The new government has shown clear intent to boost house building through easing planning by proposing major changes to the National Planning Policy Framework, which could ease one of the most-cited supply constraints, particularly for smaller house builders. Despite this, however, the key fundamental supply issues remain the same: a lack of planning resources at the local authority level, nutrient and water neutrality issues and Biodiversity Net Gain. There also appear to be considerable delays in starting high-rise housing and some commercial buildings due to uncertainty over the Building Safety Act and a lack of capacity at the Building Safety Regulator. Despite this, after a 9.0% fall in activity this year, private housing output is forecast to rise by 8.0% in 2025 and 7.0% in 2026. In addition, the risks tend to favour the upside, if the Chancellor uses her Autumn Budget to enable further demand in the private housing market and substantially increase funding for affordable housing near-term.
Private housing rm&i, the second-largest construction sector, is heavily dependent on consumer sentiment, real wage growth and home moves, which drive an increase in significant home improvements within 6-9 months of moving into a property. The expected recovery in the wider housing market, combined with improving consumer confidence and sustained real wage growth, is likely to boost rm&i activity from 2025 Q2. In addition, there has been a shift in home improvement spending over the last two years towards energy-efficiency retrofit and solar photovoltaic work, which continues to remain strong whilst building safety activity also provides a steady pipeline of activity. Overall, private housing rm&i output is forecast to rise 3.0% in 2025 and 4.0% in 2026 after a 4.0% fall in activity this year.
The outlook for construction sectors outside of housing remains similar to three months ago, although, given that the government is the largest client in construction by far, accounting for almost one-quarter of all projects in the £180 billion industry, the Autumn Budget could have significant implications for critically needed investment in health, education and infrastructure.
Infrastructure, the third-largest construction sector, is forecast to rise by 1.6% in 2025 and 3.8% in 2026 after falling marginally, by 0.4%, this year. Activity remains strong on major projects such as Hinkley Point C and HS2 despite concerns about persistent cost overruns. Long-term frameworks in regulated sectors such as rail, energy and water continue to provide consistent activity levels. However, outside of this, concerns remain.

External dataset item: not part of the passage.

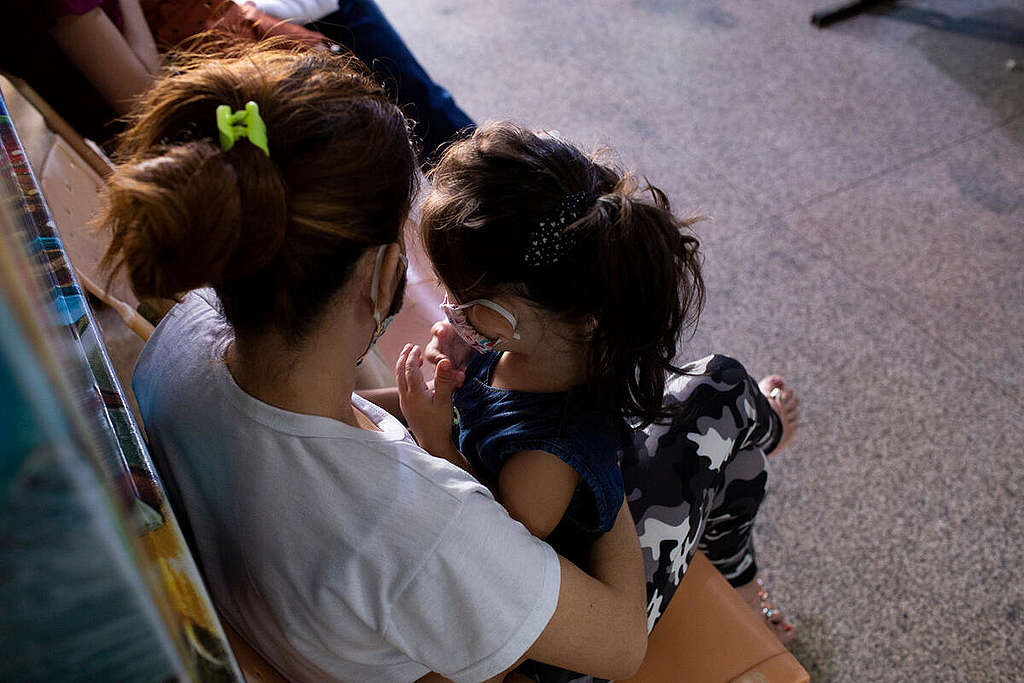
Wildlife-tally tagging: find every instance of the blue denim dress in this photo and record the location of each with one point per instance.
(494, 424)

We should see sharp increases in investment in the water sub-sector to deal with high-profile quality issues, and an upturn in spending near-term has been announced, but it is difficult to see delivery down on the ground before 2026, and this may be insufficient to offset decreasing activity on the Thames Tideway as it finishes. Energy infrastructure activity, however, continues to go from strength to strength as wind farm activity ramps up again.
Commenting on the Autumn Forecasts, CPA Economics Director Noble Francis said: “Construction has suffered a very challenging period over the past two years, with sharp downturns in the two largest sectors, private housing new build and repair, maintenance and improvement. However, cautious optimism appears to be creeping back into the industry. Broader UK economic growth, helped by lower interest rates and sustained real wage growth, combined with a stable government, appears to be leading to improving consumer and business investment. However, the government’s Autumn Budget will be key to ensuring that this remains the case.
“There are significant upside risks to the forecasts if the new government can improve the delivery of house building and infrastructure. However, downside risks continue to prevail. The UK construction industry has lost over 10,000 firms in the last two years. ISG, the 6th largest construction firm, is the latest example, as high costs, project delays, and skills shortages on fixed-price contracts acutely affect the whole supply chain. In addition, concerns remain over whether the government will cut capital expenditure and pause, delay, review and cancel yet more investment in key infrastructure projects in the short-term to meet its fiscal rules. If so, falls in infrastructure activity could overshadow recovery in house building and rm&i.”